今月の法話

■「塵を払い、垢を除かん」【2023年12月の法話】

 

 気が付くともう年の瀬です。今年も色んな事があったなと、思い返しながら部屋の角を見てみるとホコリが溜まっているのに気づきました。

 みなさまは年越しの準備は出来ていますでしょうか。やはり今月最後の大仕事と言えば、大掃除という方が多いのではないかと思います。久しぶりに棚や冷蔵庫の裏を覗いて「ひゃー」と声をあげる誰かの姿が想像できてしまいます。

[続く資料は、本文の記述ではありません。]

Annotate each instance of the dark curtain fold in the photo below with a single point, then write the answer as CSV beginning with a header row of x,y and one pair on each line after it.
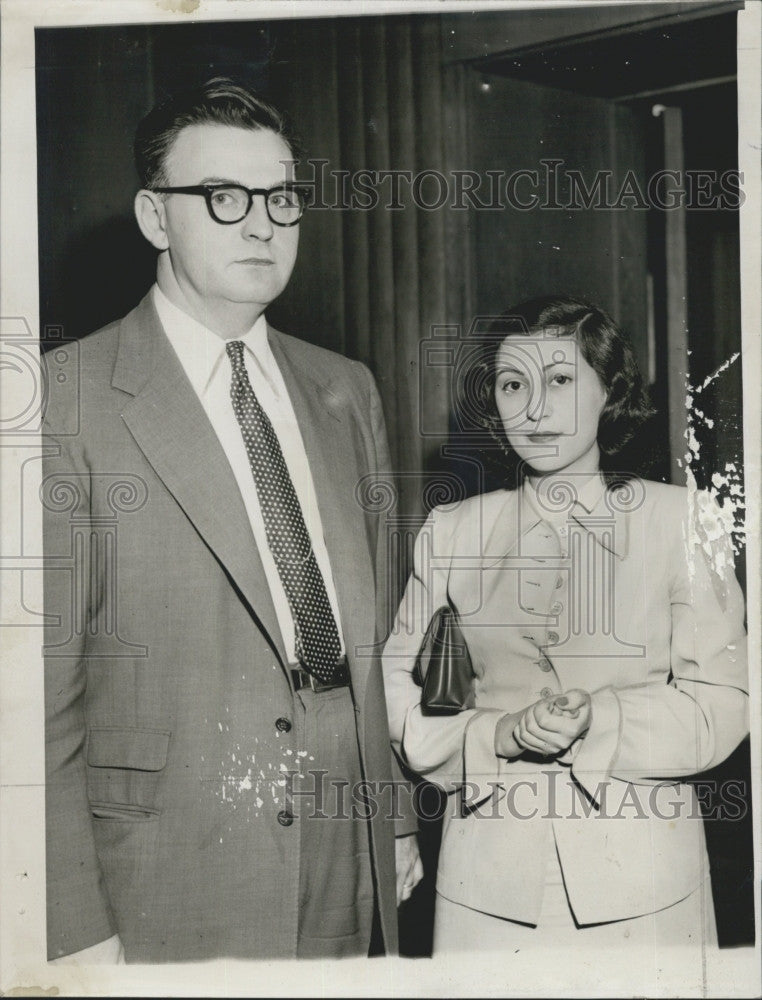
x,y
380,99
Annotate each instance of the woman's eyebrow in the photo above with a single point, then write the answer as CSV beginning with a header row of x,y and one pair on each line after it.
x,y
552,364
507,369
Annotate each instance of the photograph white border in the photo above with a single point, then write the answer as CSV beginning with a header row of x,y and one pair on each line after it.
x,y
23,969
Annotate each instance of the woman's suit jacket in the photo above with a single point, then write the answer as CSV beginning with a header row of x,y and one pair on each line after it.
x,y
645,614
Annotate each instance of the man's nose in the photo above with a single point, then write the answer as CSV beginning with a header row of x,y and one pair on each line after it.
x,y
257,223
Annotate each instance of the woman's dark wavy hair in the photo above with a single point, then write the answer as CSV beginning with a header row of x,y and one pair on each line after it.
x,y
603,346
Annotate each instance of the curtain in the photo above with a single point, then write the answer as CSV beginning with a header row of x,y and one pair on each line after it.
x,y
373,283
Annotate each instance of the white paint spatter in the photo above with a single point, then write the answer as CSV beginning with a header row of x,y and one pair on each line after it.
x,y
715,515
243,784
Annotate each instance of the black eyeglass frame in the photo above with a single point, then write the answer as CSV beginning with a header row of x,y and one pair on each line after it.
x,y
208,190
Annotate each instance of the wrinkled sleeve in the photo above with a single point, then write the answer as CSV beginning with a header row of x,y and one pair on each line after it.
x,y
78,910
694,717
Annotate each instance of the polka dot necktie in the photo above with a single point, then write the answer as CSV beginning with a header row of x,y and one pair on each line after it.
x,y
317,638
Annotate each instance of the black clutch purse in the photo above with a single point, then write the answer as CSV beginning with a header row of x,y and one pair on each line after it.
x,y
443,666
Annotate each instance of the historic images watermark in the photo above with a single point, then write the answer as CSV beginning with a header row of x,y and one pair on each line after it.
x,y
546,793
549,186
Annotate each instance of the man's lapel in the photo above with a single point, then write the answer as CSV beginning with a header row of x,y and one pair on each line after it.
x,y
330,445
170,427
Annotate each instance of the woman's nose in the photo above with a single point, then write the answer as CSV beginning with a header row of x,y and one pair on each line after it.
x,y
539,407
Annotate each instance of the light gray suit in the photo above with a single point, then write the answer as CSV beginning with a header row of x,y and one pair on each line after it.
x,y
168,699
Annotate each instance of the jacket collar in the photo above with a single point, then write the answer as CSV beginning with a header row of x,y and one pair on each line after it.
x,y
594,507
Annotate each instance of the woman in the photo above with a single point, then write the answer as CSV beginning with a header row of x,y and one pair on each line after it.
x,y
605,629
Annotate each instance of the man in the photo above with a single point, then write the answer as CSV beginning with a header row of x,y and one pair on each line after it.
x,y
217,744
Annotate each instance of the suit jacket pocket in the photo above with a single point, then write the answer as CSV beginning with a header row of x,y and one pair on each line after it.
x,y
125,771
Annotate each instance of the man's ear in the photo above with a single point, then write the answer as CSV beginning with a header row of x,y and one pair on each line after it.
x,y
152,218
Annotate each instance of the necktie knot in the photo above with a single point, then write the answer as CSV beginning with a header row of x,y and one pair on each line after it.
x,y
234,350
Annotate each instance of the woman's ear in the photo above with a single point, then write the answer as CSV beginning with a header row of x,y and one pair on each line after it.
x,y
151,215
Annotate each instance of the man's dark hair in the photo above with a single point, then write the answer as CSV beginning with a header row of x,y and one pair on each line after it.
x,y
603,346
220,101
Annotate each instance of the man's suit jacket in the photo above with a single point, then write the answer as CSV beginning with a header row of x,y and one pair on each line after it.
x,y
168,701
646,615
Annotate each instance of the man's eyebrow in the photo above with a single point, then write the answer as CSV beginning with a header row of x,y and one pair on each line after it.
x,y
234,183
221,180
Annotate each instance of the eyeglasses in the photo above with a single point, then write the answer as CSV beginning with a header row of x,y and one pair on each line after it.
x,y
230,203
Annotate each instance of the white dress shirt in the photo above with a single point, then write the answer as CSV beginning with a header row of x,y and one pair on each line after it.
x,y
205,361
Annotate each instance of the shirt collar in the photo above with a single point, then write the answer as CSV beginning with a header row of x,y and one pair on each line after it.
x,y
200,350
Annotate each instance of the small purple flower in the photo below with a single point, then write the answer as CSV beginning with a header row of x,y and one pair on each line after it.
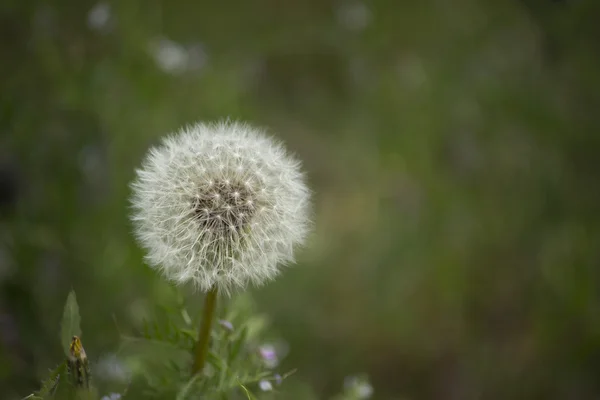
x,y
269,355
278,379
265,385
228,326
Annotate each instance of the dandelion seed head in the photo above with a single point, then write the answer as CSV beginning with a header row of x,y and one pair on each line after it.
x,y
220,204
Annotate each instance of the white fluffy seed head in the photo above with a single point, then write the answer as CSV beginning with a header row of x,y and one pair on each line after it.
x,y
220,204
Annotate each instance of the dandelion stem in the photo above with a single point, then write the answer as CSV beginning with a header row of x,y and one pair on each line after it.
x,y
210,302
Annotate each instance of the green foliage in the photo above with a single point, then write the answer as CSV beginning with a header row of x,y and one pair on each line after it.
x,y
65,381
160,358
71,321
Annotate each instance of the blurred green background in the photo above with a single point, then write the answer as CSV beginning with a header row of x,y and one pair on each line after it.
x,y
453,148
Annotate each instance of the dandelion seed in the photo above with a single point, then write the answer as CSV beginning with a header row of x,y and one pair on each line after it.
x,y
203,220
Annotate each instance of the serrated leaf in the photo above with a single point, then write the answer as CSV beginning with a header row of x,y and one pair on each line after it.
x,y
71,321
49,385
188,387
236,346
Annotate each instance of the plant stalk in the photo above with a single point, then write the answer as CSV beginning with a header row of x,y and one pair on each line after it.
x,y
210,303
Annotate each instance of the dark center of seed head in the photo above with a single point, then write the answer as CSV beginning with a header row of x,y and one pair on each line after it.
x,y
224,206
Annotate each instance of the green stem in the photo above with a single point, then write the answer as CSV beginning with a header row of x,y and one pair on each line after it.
x,y
210,303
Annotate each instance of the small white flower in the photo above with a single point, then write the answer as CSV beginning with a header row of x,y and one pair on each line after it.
x,y
220,204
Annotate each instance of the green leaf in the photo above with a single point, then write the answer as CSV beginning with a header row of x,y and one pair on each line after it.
x,y
189,386
71,322
49,385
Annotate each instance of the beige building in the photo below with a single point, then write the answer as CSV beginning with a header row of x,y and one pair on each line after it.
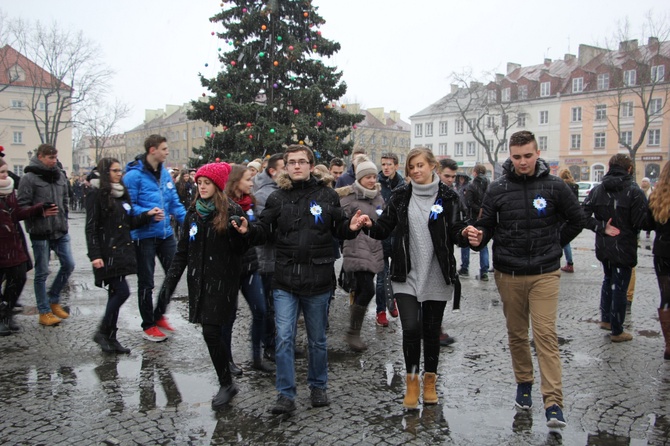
x,y
21,86
380,132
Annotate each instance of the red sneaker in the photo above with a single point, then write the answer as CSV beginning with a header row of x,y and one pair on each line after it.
x,y
381,319
394,310
163,323
153,334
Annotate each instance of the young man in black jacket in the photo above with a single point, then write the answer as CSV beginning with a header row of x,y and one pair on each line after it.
x,y
530,215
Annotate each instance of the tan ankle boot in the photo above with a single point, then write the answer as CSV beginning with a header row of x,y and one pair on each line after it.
x,y
429,392
664,317
58,311
411,400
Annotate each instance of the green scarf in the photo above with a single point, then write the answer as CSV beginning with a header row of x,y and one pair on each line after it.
x,y
205,208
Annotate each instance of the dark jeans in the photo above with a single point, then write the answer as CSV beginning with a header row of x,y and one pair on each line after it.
x,y
218,352
365,287
146,251
252,289
16,279
117,294
613,295
420,319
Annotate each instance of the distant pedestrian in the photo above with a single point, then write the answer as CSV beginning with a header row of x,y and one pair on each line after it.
x,y
659,207
109,219
616,210
425,217
566,176
212,252
530,215
44,182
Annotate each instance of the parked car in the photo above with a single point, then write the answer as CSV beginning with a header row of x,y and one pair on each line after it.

 私が京都のお寺で修行をしていました頃、掃除は「別行(べつぎょう)」という修行の一つでした。「特別な行」を略して別行と言います。なぜ特別なのかと申しますと、自分と他人の双方が徳をするからです。仏教で言いますところの、自利利他でございます。「ゴミの残しは心の汚れ」と言って、自分の心を洗う気持ちで頑張って綺麗にします。するとそこを訪れた人は、綺麗な場所で心も清らかになります。自分の為に行った事で、それが他人の為にもなり、お互いが徳をするのです。

 お釈迦様の御弟子に、掃除をする事で悟りを得た方がいらっしゃいます。シュリハンドクという方です。彼はあまりにも物覚えが悪く、仏道修行が思うように進まないので周囲から突き放されてしまいます。自分の愚かさに悲しんでいる彼のもとにお釈迦様がやってきました。「自らの愚を知る者は真の知恵者である」と言って彼を慰めたあと、一本のほうきと「塵を払い、垢を除かん」と言う言葉を授けました。

 シュリハンドクは「塵を払い、垢を除かん」と唱えながら一生懸命に掃除をしました。しかし、どれだけ綺麗にしても気付くとゴミが溜まり、また綺麗にしてもゴミが溜まります。それでも二十年間続けました。ある時、何度も汚れるのは人の心も同じであることに気付きました。「汚れが自分の煩悩とするならば、目に見えていない汚れの様に、自分でも気付けていない愚かさがまだある」と、シュリハンドクは悟りました。

 大人になると、ほうきを持つ機会が減った方が多いのではないでしょうか。それどころか、ロボット掃除機の方が徳を積んでいる時代です。どれだけやっても完璧にならないのが「別行」でございます。大掃除で、普段は見ない様にしているところへ目を向けてみてはいかがでしょうか。もしかすると心の奥の汚れにも気付けるかもしれません。